Minkowski space is a four-dimensional pseudo-Euclidean space, typically denoted by \(\mathbb{M}^4\). It is widely used in special relativity for its invariant metric signature \((+,-,-,-)\). In Minkowski space, the metric tensor has the following form: \[g_{\mu\nu} = \begin{bmatrix} 1 & 0 & 0 & 0 \\ 0 & -1 & 0 & 0 \\ 0 & 0 & -1 & 0 \\ 0 & 0 & 0 & -1 \end{bmatrix}\] Euclidean space is a four-dimensional real space denoted by \(\mathbb{R}^4\). It is used in everyday geometry and has a Euclidean metric signature. The metric tensor for Euclidean space in Cartesian coordinates is: \[\delta_{ij} = \begin{bmatrix} 1 & 0 & 0 & 0 \\ 0 & 1 & 0 & 0 \\ 0 & 0 & 1 & 0 \\ 0 & 0 & 0 & 1 \end{bmatrix}\]

Two spaces are isometric if there exists a bijective map (linear transformation) that preserves the distance between any two points in both spaces. In our case, we are looking for a linear transformation \(T: \mathbb{M}^4 \to \mathbb{R}^4\) such that it preserves distances, that is, the metrics of the spaces.

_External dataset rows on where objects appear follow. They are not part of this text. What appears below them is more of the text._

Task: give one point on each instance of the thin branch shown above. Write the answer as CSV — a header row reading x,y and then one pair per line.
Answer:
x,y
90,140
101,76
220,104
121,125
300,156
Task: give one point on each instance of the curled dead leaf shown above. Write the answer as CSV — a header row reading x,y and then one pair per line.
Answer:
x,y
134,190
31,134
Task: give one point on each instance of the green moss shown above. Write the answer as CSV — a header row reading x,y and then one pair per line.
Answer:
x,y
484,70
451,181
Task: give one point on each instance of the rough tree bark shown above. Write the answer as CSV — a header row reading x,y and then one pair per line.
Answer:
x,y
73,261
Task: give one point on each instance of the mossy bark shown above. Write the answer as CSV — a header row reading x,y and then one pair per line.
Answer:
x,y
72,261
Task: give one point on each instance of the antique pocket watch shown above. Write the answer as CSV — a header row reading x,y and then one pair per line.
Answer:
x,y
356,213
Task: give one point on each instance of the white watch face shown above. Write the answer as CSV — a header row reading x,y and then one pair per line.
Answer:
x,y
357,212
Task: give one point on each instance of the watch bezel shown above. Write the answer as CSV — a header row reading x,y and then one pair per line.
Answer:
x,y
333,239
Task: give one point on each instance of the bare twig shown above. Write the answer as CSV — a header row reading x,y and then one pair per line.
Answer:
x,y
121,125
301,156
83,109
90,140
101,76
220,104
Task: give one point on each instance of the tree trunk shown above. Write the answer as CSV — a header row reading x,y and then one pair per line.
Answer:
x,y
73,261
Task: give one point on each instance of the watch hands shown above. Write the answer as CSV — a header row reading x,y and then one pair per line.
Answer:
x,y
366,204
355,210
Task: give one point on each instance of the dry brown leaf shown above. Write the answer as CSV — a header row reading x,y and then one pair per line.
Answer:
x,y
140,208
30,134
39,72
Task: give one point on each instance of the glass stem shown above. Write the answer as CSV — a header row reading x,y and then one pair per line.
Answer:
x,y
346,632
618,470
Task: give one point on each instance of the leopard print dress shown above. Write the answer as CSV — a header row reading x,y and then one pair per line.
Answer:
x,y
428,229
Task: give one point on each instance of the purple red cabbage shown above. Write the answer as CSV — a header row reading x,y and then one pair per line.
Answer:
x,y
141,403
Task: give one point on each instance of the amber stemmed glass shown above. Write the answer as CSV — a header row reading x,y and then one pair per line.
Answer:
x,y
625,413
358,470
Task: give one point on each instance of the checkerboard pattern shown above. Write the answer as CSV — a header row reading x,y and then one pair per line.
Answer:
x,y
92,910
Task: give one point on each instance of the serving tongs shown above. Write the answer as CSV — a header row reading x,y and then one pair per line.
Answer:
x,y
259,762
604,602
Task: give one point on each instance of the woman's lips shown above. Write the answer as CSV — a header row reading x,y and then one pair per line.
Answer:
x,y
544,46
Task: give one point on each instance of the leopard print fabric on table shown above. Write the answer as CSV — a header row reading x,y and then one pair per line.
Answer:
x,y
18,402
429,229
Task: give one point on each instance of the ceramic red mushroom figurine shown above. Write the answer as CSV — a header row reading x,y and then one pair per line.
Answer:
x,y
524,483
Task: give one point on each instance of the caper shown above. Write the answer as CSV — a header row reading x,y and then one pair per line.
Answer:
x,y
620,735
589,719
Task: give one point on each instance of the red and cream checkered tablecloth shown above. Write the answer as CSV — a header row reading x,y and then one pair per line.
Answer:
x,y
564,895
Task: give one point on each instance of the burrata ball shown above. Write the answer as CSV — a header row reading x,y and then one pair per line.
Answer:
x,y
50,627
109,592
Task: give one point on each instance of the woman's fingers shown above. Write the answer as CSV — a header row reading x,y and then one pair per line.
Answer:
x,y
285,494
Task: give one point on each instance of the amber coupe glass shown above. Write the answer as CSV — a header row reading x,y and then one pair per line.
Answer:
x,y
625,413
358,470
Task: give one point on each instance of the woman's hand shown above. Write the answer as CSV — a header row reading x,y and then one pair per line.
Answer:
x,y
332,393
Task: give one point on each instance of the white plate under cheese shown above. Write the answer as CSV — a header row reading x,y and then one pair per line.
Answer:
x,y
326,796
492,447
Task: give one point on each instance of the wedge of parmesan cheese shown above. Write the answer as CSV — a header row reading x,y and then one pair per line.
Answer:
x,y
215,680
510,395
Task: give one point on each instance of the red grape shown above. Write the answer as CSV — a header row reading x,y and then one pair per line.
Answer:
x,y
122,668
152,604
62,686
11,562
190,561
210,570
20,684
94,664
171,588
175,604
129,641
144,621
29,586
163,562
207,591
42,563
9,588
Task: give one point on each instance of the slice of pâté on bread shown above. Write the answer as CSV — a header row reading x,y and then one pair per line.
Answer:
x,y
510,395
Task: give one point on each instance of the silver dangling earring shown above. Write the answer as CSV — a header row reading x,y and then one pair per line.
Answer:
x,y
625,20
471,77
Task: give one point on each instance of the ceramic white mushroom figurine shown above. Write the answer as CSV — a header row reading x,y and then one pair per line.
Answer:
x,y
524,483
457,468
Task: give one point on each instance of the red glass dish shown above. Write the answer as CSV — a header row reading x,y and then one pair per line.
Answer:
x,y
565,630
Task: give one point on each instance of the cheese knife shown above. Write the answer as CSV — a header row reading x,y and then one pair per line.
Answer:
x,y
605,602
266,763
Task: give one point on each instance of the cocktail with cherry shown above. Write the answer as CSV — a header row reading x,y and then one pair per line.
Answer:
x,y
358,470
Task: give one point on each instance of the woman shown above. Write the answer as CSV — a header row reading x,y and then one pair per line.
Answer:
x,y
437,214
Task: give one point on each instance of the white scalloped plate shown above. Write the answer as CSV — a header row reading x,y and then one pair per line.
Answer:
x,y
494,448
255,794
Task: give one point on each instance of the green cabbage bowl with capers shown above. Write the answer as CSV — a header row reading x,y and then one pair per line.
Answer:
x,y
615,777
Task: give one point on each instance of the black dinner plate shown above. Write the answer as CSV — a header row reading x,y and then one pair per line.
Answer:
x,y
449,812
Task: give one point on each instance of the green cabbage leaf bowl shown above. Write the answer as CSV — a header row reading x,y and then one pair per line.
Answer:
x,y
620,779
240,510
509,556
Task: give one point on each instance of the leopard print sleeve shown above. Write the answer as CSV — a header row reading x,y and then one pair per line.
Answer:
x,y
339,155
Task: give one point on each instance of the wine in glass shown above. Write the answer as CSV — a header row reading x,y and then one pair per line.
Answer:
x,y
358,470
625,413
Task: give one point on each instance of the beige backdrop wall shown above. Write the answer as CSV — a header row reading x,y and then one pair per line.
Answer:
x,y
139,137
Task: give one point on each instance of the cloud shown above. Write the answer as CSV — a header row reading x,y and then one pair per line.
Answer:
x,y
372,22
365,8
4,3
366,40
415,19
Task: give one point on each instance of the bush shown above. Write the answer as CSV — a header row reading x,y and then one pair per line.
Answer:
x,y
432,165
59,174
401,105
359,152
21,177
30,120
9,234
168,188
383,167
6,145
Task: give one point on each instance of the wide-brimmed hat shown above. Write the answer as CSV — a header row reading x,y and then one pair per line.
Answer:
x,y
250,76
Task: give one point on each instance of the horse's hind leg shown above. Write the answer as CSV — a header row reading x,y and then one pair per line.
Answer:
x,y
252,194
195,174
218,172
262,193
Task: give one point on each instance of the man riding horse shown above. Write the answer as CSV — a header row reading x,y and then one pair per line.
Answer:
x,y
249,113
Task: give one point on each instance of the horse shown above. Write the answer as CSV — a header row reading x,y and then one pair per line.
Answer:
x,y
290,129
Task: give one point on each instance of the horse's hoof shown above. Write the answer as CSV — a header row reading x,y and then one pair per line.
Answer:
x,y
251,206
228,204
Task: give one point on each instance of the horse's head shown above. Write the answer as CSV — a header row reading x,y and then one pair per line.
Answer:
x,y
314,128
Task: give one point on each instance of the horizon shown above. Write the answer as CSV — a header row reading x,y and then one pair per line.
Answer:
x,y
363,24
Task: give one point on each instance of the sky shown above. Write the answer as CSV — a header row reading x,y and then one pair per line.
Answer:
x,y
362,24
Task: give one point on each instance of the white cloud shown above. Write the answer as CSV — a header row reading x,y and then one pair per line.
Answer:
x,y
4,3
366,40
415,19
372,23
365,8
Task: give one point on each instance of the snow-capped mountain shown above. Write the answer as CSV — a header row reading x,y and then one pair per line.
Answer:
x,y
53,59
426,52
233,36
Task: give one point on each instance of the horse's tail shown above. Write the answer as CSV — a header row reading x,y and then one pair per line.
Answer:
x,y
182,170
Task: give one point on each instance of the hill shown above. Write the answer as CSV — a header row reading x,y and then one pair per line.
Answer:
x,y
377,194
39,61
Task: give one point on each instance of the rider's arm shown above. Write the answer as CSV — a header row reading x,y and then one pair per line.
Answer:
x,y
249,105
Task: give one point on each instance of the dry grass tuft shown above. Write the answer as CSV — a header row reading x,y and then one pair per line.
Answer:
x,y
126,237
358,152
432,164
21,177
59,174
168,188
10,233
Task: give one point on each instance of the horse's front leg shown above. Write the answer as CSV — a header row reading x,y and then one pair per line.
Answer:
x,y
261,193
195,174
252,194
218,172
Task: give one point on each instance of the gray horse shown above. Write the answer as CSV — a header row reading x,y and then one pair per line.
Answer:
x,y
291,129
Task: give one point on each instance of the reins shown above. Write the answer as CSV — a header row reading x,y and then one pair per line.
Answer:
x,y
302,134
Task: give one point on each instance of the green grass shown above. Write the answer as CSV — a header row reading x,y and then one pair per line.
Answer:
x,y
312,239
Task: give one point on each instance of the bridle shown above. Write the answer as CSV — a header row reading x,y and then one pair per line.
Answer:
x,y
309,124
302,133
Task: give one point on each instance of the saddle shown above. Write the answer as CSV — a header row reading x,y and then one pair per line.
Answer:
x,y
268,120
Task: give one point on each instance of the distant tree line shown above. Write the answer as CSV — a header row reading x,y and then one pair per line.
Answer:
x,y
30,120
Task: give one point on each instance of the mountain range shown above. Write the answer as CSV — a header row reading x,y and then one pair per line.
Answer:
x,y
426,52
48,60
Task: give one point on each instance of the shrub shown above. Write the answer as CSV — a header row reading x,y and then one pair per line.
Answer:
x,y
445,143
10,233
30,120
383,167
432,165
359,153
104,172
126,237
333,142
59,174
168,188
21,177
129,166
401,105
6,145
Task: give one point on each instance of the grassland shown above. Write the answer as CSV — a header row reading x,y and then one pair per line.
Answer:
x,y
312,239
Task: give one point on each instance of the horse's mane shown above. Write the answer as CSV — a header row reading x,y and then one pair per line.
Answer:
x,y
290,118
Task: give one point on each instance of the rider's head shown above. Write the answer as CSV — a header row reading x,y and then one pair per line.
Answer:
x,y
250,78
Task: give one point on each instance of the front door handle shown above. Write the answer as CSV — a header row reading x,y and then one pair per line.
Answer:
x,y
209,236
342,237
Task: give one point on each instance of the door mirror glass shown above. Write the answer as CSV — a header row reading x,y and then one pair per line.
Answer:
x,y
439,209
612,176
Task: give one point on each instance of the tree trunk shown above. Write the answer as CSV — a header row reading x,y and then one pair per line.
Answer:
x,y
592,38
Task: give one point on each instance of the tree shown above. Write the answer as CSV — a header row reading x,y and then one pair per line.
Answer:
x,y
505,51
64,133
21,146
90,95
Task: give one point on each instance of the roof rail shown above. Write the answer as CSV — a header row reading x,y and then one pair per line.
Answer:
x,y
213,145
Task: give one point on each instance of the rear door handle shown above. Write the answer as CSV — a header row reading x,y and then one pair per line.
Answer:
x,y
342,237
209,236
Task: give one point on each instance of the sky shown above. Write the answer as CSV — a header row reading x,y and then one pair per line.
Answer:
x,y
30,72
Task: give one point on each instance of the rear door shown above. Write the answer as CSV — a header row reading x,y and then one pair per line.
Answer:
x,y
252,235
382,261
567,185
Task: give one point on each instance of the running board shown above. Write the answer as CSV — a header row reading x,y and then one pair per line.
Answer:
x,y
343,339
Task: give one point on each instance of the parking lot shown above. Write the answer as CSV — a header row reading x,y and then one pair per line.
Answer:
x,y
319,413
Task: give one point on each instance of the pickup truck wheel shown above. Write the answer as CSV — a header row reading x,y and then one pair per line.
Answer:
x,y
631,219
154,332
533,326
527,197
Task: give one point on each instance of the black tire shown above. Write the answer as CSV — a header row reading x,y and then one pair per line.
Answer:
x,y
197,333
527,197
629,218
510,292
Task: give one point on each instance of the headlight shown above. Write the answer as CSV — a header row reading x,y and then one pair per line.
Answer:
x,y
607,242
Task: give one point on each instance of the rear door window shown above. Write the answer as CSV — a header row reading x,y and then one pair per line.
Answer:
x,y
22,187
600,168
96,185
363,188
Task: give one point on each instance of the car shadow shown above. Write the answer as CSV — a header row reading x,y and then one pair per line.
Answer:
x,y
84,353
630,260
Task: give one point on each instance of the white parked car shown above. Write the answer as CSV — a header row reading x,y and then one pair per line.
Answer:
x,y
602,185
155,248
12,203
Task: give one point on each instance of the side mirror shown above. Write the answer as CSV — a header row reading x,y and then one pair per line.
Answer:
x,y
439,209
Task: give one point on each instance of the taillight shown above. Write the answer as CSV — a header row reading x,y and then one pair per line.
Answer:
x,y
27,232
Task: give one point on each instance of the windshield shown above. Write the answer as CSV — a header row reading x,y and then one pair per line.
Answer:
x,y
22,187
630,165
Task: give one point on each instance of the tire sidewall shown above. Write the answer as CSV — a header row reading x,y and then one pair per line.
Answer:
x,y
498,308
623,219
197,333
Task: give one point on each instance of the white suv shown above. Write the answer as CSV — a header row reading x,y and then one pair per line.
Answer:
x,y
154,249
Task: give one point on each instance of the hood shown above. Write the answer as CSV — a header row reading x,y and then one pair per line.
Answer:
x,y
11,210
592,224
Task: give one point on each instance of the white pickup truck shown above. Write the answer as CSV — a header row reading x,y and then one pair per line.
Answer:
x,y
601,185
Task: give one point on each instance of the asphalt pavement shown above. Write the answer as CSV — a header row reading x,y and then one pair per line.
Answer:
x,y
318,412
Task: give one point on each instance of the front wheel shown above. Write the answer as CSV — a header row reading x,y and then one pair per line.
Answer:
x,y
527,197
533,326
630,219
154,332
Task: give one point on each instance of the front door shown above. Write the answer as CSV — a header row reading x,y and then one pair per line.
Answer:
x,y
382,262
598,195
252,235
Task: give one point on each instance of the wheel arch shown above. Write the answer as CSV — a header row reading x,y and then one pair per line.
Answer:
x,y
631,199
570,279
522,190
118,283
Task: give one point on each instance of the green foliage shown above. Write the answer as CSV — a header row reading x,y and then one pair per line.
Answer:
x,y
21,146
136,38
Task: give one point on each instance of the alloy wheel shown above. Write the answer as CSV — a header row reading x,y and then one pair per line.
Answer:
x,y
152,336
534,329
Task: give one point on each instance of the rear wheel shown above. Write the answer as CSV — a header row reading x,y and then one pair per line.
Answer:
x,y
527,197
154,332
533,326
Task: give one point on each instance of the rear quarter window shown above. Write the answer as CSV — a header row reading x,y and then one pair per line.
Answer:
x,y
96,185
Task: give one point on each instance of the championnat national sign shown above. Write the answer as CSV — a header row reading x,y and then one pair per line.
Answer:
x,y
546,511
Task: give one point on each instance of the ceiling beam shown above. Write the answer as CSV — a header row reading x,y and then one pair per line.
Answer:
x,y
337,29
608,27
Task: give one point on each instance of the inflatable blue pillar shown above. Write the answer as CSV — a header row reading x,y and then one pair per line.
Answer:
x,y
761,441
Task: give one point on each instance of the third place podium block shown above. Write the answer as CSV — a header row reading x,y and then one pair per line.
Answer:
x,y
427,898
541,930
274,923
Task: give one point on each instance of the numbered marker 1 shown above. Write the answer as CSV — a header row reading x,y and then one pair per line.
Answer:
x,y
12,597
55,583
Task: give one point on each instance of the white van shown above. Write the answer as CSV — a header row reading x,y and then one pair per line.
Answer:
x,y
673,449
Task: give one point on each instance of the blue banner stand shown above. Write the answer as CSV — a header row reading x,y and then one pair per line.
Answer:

Assume that there is a linear transformation \(T: \mathbb{M}^4 \to \mathbb{R}^4\) such that it preserves the metric. Then we will have: \[g_{\mu\nu}(x) = \delta_{ij}(Tx)\] Where \(x\) and \(Tx\) denote the position vectors in Minkowski space and Euclidean space, respectively. Since Minkowski space has a signature \((+,-,-,-)\), and Euclidean space has a signature \((+,+,+,+)\), there is no such linear transformation that can preserve the metrics of both spaces.

Minkowski space is not isometric to Euclidean space \(\mathbb{R}^4\). Their metric tensors have different signatures, and there is no linear transformation that can preserve the metric of both spaces.